All of lore.kernel.org
 help / color / mirror / Atom feed
From: Mel Gorman <mgorman@techsingularity.net>
To: Hillf Danton <hdanton@sina.com>
Cc: Jirka Hladky <jhladky@redhat.com>, Phil Auld <pauld@redhat.com>,
	Peter Zijlstra <peterz@infradead.org>,
	Ingo Molnar <mingo@kernel.org>,
	Vincent Guittot <vincent.guittot@linaro.org>,
	Juri Lelli <juri.lelli@redhat.com>,
	Dietmar Eggemann <dietmar.eggemann@arm.com>,
	Steven Rostedt <rostedt@goodmis.org>,
	Ben Segall <bsegall@google.com>,
	Valentin Schneider <valentin.schneider@arm.com>,
	LKML <linux-kernel@vger.kernel.org>,
	Douglas Shakshober <dshaks@redhat.com>,
	Waiman Long <longman@redhat.com>, Joe Mario <jmario@redhat.com>,
	Bill Gray <bgray@redhat.com>,
	"aokuliar@redhat.com" <aokuliar@redhat.com>,
	"kkolakow@redhat.com" <kkolakow@redhat.com>
Subject: Re: [PATCH 00/13] Reconcile NUMA balancing decisions with the load balancer v6
Date: Thu, 21 May 2020 17:04:08 +0100	[thread overview]
Message-ID: <20200521160408.GC7167@techsingularity.net> (raw)
In-Reply-To: <20200521140931.15232-1-hdanton@sina.com>

On Thu, May 21, 2020 at 10:09:31PM +0800, Hillf Danton wrote:
> > I'm ignoring the coding style of c++ comments but minimally that should
> > be fixed. More importantly, node_type can be one of node_overloaded,
> > node_has_spare or node_fully busy and this is checking if there is a
> > mismatch. However, it's not taking into account whether the dst_node
> > is more or less loaded than the src and does not appear to be actually
> > checking spare capacity like the comment suggests.
> > 
>
> Type other than node_has_spare is not considered because node is not
> possible to be so idle that two communicating tasks would better
> "stay local."
> 

You hardcode an imbalance of 2 at the start without computing any
imbalance. Then if the source is fully_busy or overloaded while the
dst is idle, a task can move but that is based on an imaginary hard-coded
imbalance of 2. Finally, it appears that that the load balancer and
NUMA balancer are again using separate logic again when one part of the
objective of the series is that the load balancer and NUMA balancer would
not override each other. As the imbalance is never computed, the patch
can create one which the load balancer then overrides. What am I missing?

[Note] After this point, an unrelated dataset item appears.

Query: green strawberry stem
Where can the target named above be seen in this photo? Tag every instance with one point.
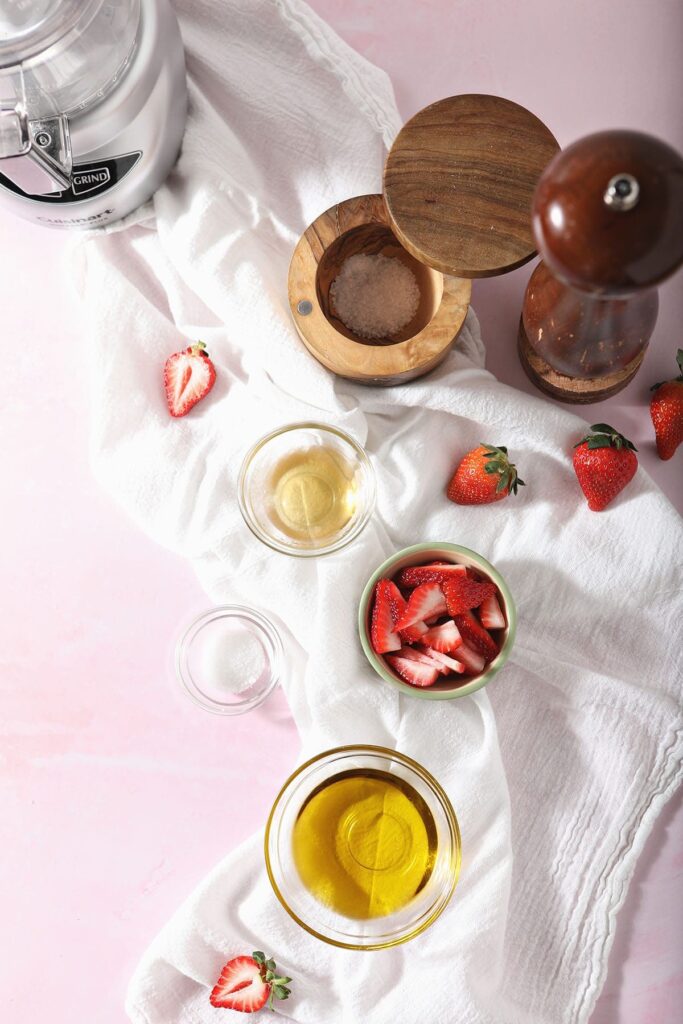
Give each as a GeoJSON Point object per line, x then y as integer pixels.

That said, it does make a certain amount of sense that if the dst has
spare capacity and the src is fully busy or overloaded then allow the
migration regardless of imbalance but that would be a different patch --
something like this but I didn't think too deeply or test it.

diff --git a/kernel/sched/fair.c b/kernel/sched/fair.c
index 02f323b85b6d..97c0e090e161 100644
--- a/kernel/sched/fair.c
+++ b/kernel/sched/fair.c
@@ -1916,19 +1916,27 @@ static void task_numa_find_cpu(struct task_numa_env *env,
 	 * imbalance that would be overruled by the load balancer.
 	 */
 	if (env->dst_stats.node_type == node_has_spare) {
-		unsigned int imbalance;
+		unsigned int imbalance = 0;
 		int src_running, dst_running;
 
 		/*
-		 * Would movement cause an imbalance? Note that if src has
-		 * more running tasks that the imbalance is ignored as the
-		 * move improves the imbalance from the perspective of the
-		 * CPU load balancer.
-		 * */
-		src_running = env->src_stats.nr_running - 1;
-		dst_running = env->dst_stats.nr_running + 1;
-		imbalance = max(0, dst_running - src_running);
-		imbalance = adjust_numa_imbalance(imbalance, src_running);
+		 * Check the imbalance if both src and dst have spare
+		 * capacity. If src is fully_busy or overloaded then
+		 * allow the task to move as it's both improving locality
+		 * and reducing an imbalance.
+		 */
+		if (env->src_stats.node_type == node_has_spare) {
+			/*
+			 * Would movement cause an imbalance? Note that if src
+			 * has more running tasks that the imbalance is
+			 * ignored as the move improves the imbalance from the
+			 * perspective of the CPU load balancer.
+			 */
+			src_running = env->src_stats.nr_running - 1;
+			dst_running = env->dst_stats.nr_running + 1;
+			imbalance = max(0, dst_running - src_running);
+			imbalance = adjust_numa_imbalance(imbalance, src_running);
+		}
 
 		/* Use idle CPU if there is no imbalance */
 		if (!imbalance) {

> > Then there is this part
> > 
> > +               imbalance = adjust_numa_imbalance(imbalance,
> > +                                               env->src_stats.nr_running);
> > +
> > +               //Do nothing without imbalance
> > +               if (!imbalance) {
> > +                       imbalance = 2;
> > +                       goto check_imb;
> > +               }
> > 
> > So... if there is no imbalance, assume there is an imbalance of 2, jump to
> > a branch that will always be false and fall through to code that ignores
> > the value of imbalance ...... it's hard to see exactly why that code flow
> > is ideal.
> > 
> With spare capacity be certain, then lets see how idle the node is.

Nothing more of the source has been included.